Bartholomew rubbed a hand through his hair. ‘Which means Polmorva decided in advance that Okehamptone was not to see any friends that night – especially a physician. But why? So no one could later claim he was fit, and had not died of a sudden fever?’

‘If so, then it means Polmorva played an active role in the murder,’ said Rougham. ‘Do you think Clippesby put him under his spell, or perhaps threatened to kill him, if he did not do as he was told?’

‘No,’ said Bartholomew immediately. ‘Clippesby is not that forceful.’

‘I agree,’ said Matilde, taking part in the discussion for the first time. ‘He is gentle, and abhors violence. And he is far too scatter-brained to have executed such a devilish plot.’

Michael was unconvinced. ‘But it explains very neatly why he attacked Rougham later the same night – he knew Rougham was Okehamptone’s friend, and did not want him looking too closely into the death that was to occur before the following morning.’

‘But why would Clippesby want a stranger – an Austin Canon – dead?’ pressed Bartholomew. ‘Even the insane have their motives, even if they are not ones we understand or accept.’

‘Perhaps he wanted revenge on the Order he knew would later incarcerate him at Stourbridge,’ suggested Rougham. ‘He claims his animal friends tell him things that will happen in the future, so perhaps he had an inkling that he would soon be locked away.’

‘That is weak,’ said Bartholomew doubtfully.

‘But not entirely impossible,’ argued Rougham. He shuddered. ‘The sooner I am back at Gonville the better. Will you help me walk there on Monday, after Clippesby leaves for Norfolk?
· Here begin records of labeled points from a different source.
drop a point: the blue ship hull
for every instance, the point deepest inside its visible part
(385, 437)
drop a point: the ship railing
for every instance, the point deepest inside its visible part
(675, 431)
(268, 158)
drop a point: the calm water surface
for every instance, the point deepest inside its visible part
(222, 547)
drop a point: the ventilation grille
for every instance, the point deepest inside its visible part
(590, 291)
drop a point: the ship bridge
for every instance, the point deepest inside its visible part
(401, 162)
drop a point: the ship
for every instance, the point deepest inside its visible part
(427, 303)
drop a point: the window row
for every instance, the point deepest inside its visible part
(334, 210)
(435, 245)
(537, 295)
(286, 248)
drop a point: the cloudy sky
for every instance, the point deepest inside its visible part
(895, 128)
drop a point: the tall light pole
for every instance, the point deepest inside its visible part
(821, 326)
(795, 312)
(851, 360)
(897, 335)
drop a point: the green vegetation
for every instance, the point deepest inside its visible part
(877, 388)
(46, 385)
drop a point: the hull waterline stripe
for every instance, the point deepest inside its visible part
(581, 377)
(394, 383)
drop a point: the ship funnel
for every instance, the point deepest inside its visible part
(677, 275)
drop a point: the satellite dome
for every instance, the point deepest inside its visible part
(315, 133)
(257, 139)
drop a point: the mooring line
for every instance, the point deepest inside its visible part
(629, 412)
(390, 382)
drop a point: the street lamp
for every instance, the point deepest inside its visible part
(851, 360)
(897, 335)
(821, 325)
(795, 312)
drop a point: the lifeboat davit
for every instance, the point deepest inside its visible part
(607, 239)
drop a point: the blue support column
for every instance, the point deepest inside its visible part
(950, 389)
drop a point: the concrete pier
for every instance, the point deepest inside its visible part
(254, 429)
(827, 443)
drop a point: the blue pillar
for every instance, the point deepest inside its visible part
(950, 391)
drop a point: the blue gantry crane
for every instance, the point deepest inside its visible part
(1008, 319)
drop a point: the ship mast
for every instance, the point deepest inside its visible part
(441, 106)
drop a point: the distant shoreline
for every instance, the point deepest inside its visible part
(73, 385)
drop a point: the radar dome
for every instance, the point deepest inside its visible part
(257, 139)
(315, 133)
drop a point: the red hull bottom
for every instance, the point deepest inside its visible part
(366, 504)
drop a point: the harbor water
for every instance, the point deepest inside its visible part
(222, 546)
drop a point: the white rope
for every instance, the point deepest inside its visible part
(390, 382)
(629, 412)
I would like to meet the Archbishop, and I can hardly ask him to visit me here.’

‘No,’ agreed Bartholomew harshly, thinking of Matilde’s reputation. ‘You cannot.’

Bartholomew and Michael left Matilde’s house and started to walk back to Michaelhouse, discussing the difficulties inherent in taking Rougham to Gonville Hall with no one seeing. They considered various options, including disguising him as a leper, hiding him in a cart, and dressing him in one of Michael’s habits. Mention of men in monkish garb reminded Bartholomew of Spryngheuse’s imaginary Benedictine, and he was sorry the Merton scholar had died in such an agony of terror.

Preparations for the impending Visitation were all around them as they walked along the High Street. The gutters were being scoured yet again, and dung collectors were out in force, gathering as much ordure as they could find, for they had been offered double pay for every cartload they procured. Apprentices scaled unsteady ladders to clean the fronts of their masters’ houses and shops, and the demand for washes to paint over old plaster was at a premium. New shades were springing up everywhere, as the preferred cream and ochre became unavailable. Haralda the Dane’s home was an attractive pastel green, while Robin of Grantchester, the unsavoury surgeon who killed more customers than he saved, had opted to make his own, because it was cheaper. It was a vivid pink, and there were rumours that he had added blood from his patients to colour it.

Michael stopped walking and regarded the High Street with a critical eye. ‘It is looking quite attractive,’ he admitted eventually, watching the frenetic activities as people tried to finish as much as possible before the Sabbath put an end to their work.

‘It is a pity about the river and the King’s Ditch, though,’ said Bartholomew. ‘The dung collectors have amassed such vast quantities over the last two weeks that there is too much to sell for fertiliser. For want of anywhere else to put it, they are dumping it in the waterways, which are now foul.’